Negli anni, ha lavorato a vari volumi intervista con Giuseppina Manin, da ‘Il paese dei misteri buffi’ all’ultimo ‘ Dario e Dio’, come a romanzi, dall’autobiografico e riuscito ‘Il paese dei mezarat’, a ‘La figlia del papa’ su Lucrezia Borgia. E’ del 2001-2002 l’ultima vera, lunga e trionfale tournee per i teatri di mezza Italia, con la Rame (morta nel 2013), in cui lui recita ‘Lu santo jullare Francesco’ (nato per un Festival di Spoleto), e lei ‘Grasso è bello’ e ‘Una giornata qualunque’, poi verranno testi, spettacoli, lezioni-recital su Giotto e altri grandi pittori, perché, alla sua età, Fo, oltre a dipingere e far mostre, ancora saliva in palcoscenico, come faceva notizia con le sue dichiarazioni sulla realtà sociale o politica del paese, che lo ha visto dare il suo appoggio al Movimento 5 Stelle (il suo libro sul tema, ‘Un clown vi seppellirà’ è del 2013), sempre per quella sua vena anarchica, contro il potere.

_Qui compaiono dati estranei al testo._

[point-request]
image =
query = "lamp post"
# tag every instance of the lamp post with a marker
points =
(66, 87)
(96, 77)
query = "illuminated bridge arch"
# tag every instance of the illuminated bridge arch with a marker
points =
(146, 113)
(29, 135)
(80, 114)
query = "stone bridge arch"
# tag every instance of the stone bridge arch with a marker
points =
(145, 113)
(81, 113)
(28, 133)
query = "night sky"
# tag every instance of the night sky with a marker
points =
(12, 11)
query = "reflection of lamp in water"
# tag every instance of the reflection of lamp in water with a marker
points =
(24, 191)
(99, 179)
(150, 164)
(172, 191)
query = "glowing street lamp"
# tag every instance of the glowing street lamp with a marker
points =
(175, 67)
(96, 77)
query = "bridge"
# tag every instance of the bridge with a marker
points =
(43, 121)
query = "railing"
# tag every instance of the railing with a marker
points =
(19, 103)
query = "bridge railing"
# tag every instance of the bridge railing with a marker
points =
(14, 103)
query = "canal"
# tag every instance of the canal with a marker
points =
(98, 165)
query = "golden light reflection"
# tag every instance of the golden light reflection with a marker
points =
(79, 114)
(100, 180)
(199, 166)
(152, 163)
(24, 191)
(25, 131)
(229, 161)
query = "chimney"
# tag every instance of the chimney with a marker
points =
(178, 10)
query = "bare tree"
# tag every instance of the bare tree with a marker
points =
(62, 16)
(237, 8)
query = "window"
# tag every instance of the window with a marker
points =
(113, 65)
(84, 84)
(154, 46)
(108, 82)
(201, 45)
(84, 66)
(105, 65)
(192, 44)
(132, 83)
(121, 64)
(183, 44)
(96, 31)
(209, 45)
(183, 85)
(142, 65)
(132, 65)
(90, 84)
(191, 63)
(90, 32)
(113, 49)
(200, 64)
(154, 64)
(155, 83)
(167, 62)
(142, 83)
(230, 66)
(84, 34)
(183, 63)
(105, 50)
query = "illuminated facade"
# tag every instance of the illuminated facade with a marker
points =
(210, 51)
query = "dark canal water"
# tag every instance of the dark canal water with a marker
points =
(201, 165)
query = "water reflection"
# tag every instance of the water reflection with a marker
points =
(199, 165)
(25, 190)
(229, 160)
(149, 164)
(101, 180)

“Con Dario Fo perdiamo un protagonista geniale e irriverente del teatro e della cultura italiana. Voglio ricordarlo come nel nostro ultimo incontro a Verona, vulcanico e pieno di idee e di progetti per il futuro, all’apertura del Museo Rame-Fo, in occasione dei suoi novant’anni. Negli occhi ho ancora la sua gioia mentre ogni singolo oggetto, ogni documento, ogni marionetta rappresentava l’occasione per raccontare la sua vita con Franca, l’arte e l’impegno civile, una miniera di aneddoti e uno sguardo originale su un pezzo di storia del Paese” così il ricordo del ministro Dario Franceschini per la scomparsa del premio Nobel.